Study on Peer Pressure and Teens’ Academic Choices

The term “peer pressure” probably brings to mind anti-smoking campaigns, gang involvement, and other aspects of life unrelated to school. But a new study suggests that the desire to fit in or impress friends may impact teens’ behavior in the classroom, too. Researchers Leonardo Bursztyn and Robert Jensen found that peer pressure affected Los Angeles high school students’ academic choices (sometimes for the better!).

Bursztyn and Jensen offered free SAT prep courses to students in low-income schools. Sometimes they promoted the courses when students were sitting in honors classes. At other times, they offered the opportunity to students in standard-level classes. The results were immediately obvious: students were more likely to sign up for the course when they were sitting in an honors class. When the same students were surrounded by lower-performing peers in non-honors classes, however, sign-ups were significantly fewer.

Interestingly, students’ true colors showed when they knew no one was watching. When the opportunity to sign up for the course was offered in private, those surrounded by lower-performing peers were more likely to take advantage of the opportunity than when they had to sign up in front of others.

The study also suggests that peer pressure can work in the opposite direction. In honors classes, where students were surrounded by high-performing peers, sign-up rates were much higher. Since the norm in that environment was to enroll in the course, researchers believe, the teens were more likely to follow the trend and sign up, too. All these effects, as you’d expect, were amplified in students who had demonstrated a concern with popularity.

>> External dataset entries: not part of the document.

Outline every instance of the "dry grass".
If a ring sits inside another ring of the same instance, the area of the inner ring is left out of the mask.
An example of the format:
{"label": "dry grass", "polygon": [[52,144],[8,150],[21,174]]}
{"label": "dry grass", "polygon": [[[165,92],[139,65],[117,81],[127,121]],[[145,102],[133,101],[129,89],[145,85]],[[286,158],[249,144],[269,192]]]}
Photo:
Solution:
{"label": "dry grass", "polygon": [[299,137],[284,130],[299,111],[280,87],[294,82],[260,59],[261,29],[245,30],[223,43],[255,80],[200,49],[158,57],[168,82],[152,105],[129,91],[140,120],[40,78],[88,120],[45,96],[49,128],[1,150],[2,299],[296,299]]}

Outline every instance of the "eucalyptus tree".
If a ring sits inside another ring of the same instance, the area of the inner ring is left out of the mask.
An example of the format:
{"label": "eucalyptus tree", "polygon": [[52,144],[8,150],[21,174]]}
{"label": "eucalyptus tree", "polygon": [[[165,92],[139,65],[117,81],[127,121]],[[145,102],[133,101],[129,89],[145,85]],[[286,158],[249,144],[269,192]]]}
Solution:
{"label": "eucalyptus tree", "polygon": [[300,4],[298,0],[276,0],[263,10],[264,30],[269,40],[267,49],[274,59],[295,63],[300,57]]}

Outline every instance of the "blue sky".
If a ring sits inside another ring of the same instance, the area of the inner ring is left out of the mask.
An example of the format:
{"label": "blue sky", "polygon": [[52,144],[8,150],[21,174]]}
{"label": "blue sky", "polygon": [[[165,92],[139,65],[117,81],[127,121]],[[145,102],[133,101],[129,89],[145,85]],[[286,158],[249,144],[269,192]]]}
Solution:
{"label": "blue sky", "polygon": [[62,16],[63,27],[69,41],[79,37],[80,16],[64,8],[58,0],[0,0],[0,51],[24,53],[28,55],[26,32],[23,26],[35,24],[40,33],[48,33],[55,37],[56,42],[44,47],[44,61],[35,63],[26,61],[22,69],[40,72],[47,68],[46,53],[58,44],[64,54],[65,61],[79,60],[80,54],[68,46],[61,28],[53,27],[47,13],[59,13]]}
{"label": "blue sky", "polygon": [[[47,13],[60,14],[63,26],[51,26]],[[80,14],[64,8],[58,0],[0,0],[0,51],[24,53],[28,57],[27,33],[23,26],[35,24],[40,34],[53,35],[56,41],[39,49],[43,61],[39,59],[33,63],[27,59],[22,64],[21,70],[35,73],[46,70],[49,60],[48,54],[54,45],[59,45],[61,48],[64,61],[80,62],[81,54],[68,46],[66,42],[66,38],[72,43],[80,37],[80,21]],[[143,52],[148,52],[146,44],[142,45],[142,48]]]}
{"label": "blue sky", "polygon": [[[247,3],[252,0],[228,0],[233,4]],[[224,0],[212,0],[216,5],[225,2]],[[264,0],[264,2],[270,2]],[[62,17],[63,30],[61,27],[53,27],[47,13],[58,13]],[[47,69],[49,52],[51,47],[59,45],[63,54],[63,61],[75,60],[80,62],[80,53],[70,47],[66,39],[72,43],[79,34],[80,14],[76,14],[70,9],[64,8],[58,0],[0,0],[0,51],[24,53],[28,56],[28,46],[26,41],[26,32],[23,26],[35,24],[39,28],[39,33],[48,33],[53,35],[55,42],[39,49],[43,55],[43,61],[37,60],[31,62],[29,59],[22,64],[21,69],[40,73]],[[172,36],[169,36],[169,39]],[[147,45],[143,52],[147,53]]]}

The study lends academic support to a principle that many teachers and parents have probably long known: The company kids keep has a deep impact on their behavior. Although adults can’t always dictate whom kids spend time with, they can adjust their own timing. Offering a choice to a young person when they’re in the company of friends may cause the teen to base her decision on her peers’ opinions rather than her own convictions.